Ich gehe zu dem Jungen und versuche ihn zu beruhigen. So erfahre ich, das “DieMamahatmirerlaubt *schnief* michaufihrenPlatz *schluchz* zusetzenundaufsiezuwarten *schniefschluchz* ichsollabernichtsanfassen *schluchz* undichhabirgendwogedrückt *schnief* undjetztistessolautundichweißnichtwiedaswiederleise *schluchz* geht. *schniefschluchz* Der kleine Kerl ist richtig verzweifelt.

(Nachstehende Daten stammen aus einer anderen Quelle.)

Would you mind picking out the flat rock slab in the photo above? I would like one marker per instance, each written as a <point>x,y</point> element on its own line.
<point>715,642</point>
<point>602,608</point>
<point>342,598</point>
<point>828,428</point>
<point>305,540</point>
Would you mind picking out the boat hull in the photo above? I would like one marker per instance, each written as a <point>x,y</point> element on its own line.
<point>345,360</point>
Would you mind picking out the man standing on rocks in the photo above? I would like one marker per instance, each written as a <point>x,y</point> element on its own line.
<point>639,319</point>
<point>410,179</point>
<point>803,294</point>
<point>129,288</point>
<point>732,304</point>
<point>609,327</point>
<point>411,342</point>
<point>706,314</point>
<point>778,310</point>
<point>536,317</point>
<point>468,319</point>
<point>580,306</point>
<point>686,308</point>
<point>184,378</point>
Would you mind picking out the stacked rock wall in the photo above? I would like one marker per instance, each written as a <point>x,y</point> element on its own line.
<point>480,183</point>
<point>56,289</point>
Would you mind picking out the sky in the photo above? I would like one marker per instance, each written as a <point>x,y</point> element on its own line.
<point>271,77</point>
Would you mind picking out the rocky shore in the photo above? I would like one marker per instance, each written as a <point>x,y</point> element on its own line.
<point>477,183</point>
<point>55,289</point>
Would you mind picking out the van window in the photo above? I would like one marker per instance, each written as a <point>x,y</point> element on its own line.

Auf die Frage, ob ich mir das mal ansehen soll, nickt er heftig, während er sein Schluchzen und Schniefen wieder unter Kontrolle bekommt.

Ich öffne die Tür und sehe ein Pack Tempo, aus dem ich eines ziehe und ihm gebe, damit er sich die Nase schnäuzen kann. Das Radio ist eines ohne Drehknöpfe, nur mit Tasten. Ich drücke die Taste zum Verringern der Lautstärke bis die Musik nur noch sehr sachte säuselt. Er beruhigt sich und drängt wieder in den Wagen, sein Tempo drückt er umständlich in die wohl etwa zu große Jeans, sagt danke und schiebt sich an mir vorbei, wieder auf den Sitz.

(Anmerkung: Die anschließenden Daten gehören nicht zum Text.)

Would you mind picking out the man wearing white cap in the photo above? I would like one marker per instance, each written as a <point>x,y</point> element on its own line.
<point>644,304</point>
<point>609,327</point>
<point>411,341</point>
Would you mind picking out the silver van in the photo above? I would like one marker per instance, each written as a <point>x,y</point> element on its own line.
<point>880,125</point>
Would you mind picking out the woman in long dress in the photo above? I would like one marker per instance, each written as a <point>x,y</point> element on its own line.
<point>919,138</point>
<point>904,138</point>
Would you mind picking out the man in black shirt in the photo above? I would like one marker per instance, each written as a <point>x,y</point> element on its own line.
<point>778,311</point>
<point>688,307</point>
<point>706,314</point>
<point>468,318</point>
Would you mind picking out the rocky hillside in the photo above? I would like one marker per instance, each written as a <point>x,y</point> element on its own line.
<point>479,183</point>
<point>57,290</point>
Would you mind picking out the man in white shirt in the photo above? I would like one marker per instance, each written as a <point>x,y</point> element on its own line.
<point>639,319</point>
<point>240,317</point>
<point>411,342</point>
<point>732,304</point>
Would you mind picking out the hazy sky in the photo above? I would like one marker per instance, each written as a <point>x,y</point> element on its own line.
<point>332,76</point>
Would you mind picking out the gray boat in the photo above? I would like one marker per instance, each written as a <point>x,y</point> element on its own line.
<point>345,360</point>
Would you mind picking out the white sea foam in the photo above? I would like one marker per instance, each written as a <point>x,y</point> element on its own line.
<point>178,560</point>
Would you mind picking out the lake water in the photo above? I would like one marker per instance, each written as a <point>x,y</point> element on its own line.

Er ist wieder ok, dennoch frage ich wo seine Mutter denn sei. Die wäre in einem Laden um was umzutauschen, ich solle aber bitte nichts sagen, dass er die Musik so laut gemacht hätte. Natürlich verspreche ich ihm das, frage aber, ob ich noch einen Moment warten soll, bis die Mama wieder da ist. Nein, sagt er, er könne jetzt wieder allein. Dann zieht er die Tür hinter sich zu und drückt den Verrieglungsknopf herunter. Er lächelt schüchtern und winkt mir erneut zu. Zu gerne würde ich wissen, wie er der Mutter das verheulte Gesicht erklärt, muss aber auch nicht sein.

iPad-Feuerwehr

Die Gattin knobelt gerne. Noch viel lieber seit sie das iPad mini annektiert hat. Unfreiwillig wie sie anfangs des neuen iPad Airs mehrfach zu vermitteln versuchte, damit das Kleine nicht so nutzlos herumliegen würde. Nun ja..

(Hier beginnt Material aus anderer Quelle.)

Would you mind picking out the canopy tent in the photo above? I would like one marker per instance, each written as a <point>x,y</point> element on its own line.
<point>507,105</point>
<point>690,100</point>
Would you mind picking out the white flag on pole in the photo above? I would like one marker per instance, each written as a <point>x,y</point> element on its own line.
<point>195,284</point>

Weil CandyCrush ja nie weiter geht, bekam ich den Auftrag “Such doch mal etwas neues”. Also nicht so direkt, sondern eher meta. Sie murmelt dann Sätze, die scheinbar keinen Bezug haben, doch wenn man sie kennt weiß man um die indirekten Botschaften und ab wann man gemeint ist, auch wenn man gar nicht gemeint ist. Sie verstehen doch, oder?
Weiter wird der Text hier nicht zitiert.